Train Locally and Predict in Exasol

In this tutorial you will learn how to train a data model locally in R and then predict in Exasol using a UDF.

Prerequisites

  • A running Exasol database

  • R development environment such as RStudio

Load data and train in R

Load libraries in R

This tutorial uses data from the BostonHousing sample data set in the mlbench library.

Also load the libraries RODBC, exasol, randomForest, and RCurl, which will be required in this tutorial.

# load libraries
library(mlbench)         # Load data
library(RODBC)           # ODBC database connectivity
library(exasol)          # R interface for Exasol database
library(randomForest)    # Random forests for regression and classification
library(RCurl)           # HTTP communication

Load data and split into training and testing sets

Load the data into R, then split it into a training set and a testing set. The ratio of the split is arbitrary and depends on the available data and application, but in this case you will keep 75% of the data for training and use the remaining 25% for testing purposes.

There are several methods that you can use to split the data. In this tutorial we use a method that randomly generates indexes that subset rows from the main data set.

# Load data
data("BostonHousing")

# Generate random indices (75% of the sample size)
set.seed(42)
indices <- sample(nrow(BostonHousing),size=floor(nrow(BostonHousing) * 0.75))

# Add a dummy variable with 2 levels "Train" and "Test"
BostonHousing$split = factor(NA, levels = c("Train", "Test"))

# Assign predefined rows respectively to "Train" and "Test" subsets
BostonHousing$split[indices]  = "Train"
BostonHousing$split[-indices] = "Test"

# Add id variable
BostonHousing$id = seq(1:nrow(BostonHousing))

Train the model

You can now train a basic random forest model on our data and see which variables contribute the most to predicting the median house value.

set.seed(42)
# Run model (note that we filter only for the training data (split=="Train"))
rf_model = randomForest(medv ~ .-split -id,
                        data = BostonHousing[BostonHousing$split=="Train",],
                        importance = TRUE)

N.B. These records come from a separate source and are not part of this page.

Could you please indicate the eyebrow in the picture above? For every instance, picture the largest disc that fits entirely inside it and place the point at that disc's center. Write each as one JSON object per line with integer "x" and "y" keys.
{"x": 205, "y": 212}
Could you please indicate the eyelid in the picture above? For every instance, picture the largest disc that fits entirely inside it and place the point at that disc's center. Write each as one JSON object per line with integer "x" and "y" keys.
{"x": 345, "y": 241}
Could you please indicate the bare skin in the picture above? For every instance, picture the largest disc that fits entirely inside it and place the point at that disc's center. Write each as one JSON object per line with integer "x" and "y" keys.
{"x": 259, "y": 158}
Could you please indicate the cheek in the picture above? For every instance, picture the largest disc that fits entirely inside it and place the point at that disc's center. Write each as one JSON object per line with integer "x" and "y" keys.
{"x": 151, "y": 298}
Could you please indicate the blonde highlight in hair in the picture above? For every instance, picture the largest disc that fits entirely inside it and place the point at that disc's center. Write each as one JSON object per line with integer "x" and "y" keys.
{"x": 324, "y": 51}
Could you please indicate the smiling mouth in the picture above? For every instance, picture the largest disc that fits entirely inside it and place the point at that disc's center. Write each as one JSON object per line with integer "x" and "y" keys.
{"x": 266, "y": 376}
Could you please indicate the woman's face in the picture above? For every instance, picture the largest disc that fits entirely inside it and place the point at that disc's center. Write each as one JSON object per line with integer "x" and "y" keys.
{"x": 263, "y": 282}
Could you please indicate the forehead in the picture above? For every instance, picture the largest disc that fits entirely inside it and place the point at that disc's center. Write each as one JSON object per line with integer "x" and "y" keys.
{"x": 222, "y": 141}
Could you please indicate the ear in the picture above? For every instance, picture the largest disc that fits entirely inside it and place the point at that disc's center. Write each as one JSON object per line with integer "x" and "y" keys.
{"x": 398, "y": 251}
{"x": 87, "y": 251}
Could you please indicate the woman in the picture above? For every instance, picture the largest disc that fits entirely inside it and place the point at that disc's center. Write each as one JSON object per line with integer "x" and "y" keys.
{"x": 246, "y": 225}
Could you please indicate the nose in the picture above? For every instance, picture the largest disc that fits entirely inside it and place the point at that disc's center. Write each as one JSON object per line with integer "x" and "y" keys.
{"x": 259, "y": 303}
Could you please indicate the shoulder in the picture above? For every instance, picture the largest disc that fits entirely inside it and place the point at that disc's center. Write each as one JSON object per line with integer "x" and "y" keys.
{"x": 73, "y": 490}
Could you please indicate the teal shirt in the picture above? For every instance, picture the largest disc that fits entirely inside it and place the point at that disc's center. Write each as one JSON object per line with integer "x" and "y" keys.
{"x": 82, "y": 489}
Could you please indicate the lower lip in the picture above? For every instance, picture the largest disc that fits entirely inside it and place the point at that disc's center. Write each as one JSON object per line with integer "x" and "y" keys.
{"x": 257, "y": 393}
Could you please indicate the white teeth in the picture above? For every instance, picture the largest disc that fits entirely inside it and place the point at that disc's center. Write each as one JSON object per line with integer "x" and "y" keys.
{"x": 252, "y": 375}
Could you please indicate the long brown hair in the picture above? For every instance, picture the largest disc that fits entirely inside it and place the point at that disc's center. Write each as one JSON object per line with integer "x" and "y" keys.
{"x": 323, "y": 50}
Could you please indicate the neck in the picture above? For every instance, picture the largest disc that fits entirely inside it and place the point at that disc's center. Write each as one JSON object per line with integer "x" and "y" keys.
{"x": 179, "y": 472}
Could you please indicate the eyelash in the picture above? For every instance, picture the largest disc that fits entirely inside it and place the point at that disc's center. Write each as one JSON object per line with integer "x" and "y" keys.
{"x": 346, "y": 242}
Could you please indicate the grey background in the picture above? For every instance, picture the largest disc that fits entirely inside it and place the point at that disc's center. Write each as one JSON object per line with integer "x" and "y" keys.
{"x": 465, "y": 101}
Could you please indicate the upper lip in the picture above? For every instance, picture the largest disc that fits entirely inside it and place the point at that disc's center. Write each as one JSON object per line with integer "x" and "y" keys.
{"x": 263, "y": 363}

# See which variables are important in predicting house prices
varImpPlot(rf_model)
# rm    - number of rooms per house
# lstat - % lower status of the population

Random forest model

Upload the model to BucketFS

UDF scripts are executed in parallel on the Exasol cluster. The UDF that you will use for prediction must have access to the model that you just trained. You can store the model on any file service, but for performance reasons we recommend that you upload it to BucketFS on the cluster nodes.

BucketFS is a synchronous file system available on all database nodes in an Exasol cluster. You can upload files to BucketFS in R using packages that allow HTTP communication, such as httr or RCurl. In this tutorial you will use the RCurl package to upload the trained model.

The model that lives in the R environment has to be serialized (converted into raw text) when it is uploaded to BucketFS. When it is retrieved from BucketFS it must be unserialized and returned to its original file type.

To learn more about serialization in R, enter ?serialize in RStudio.

For more information about BucketFS, see BucketFS.

Values in angle brackets such as <bucket_name> are placeholders. Replace these with your own values.

# Define options for the authentication
curl_opts = curlOptions(userpwd  = "w:<write_passwd>",
                        verbose  = FALSE,
                        httpauth = AUTH_BASIC)

# Transfer model to the bucket
httpPUT(
  # EXABucket URL (change for your environment)
  url = "http://<Exasol server>:<BucketFS service port>/<Bucket name>/rf_model",
  # It is important to serialize the model
  content = serialize(rf_model, ascii = FALSE, connection = NULL),
  # EXABucket: authenticate
  curl = getCurlHandle(.opts = curl_opts)
)

Load data into Exasol

Load the data into the Exasol database by opening a connection and using the exa.writeData function in the Exasol R package.

To know more about how to write data into an Exasol database from R, see Write data.

# Create connection with the Exasol database
exaconn <- dbConnect(
    drv     = "exa",                  # EXAdriver object
    exahost = "192.168.56.103:8563",  # IP of database cluster
    uid     = "sys",                  # Username
    pwd     = "exasol")               # Password

# Create database schema (if it does not yet exist) with the name r_demo
# (This also opens it, i.e. makes it the default container for all subsequent steps below)
odbcQuery(exaconn, "CREATE SCHEMA IF NOT EXISTS r_demo")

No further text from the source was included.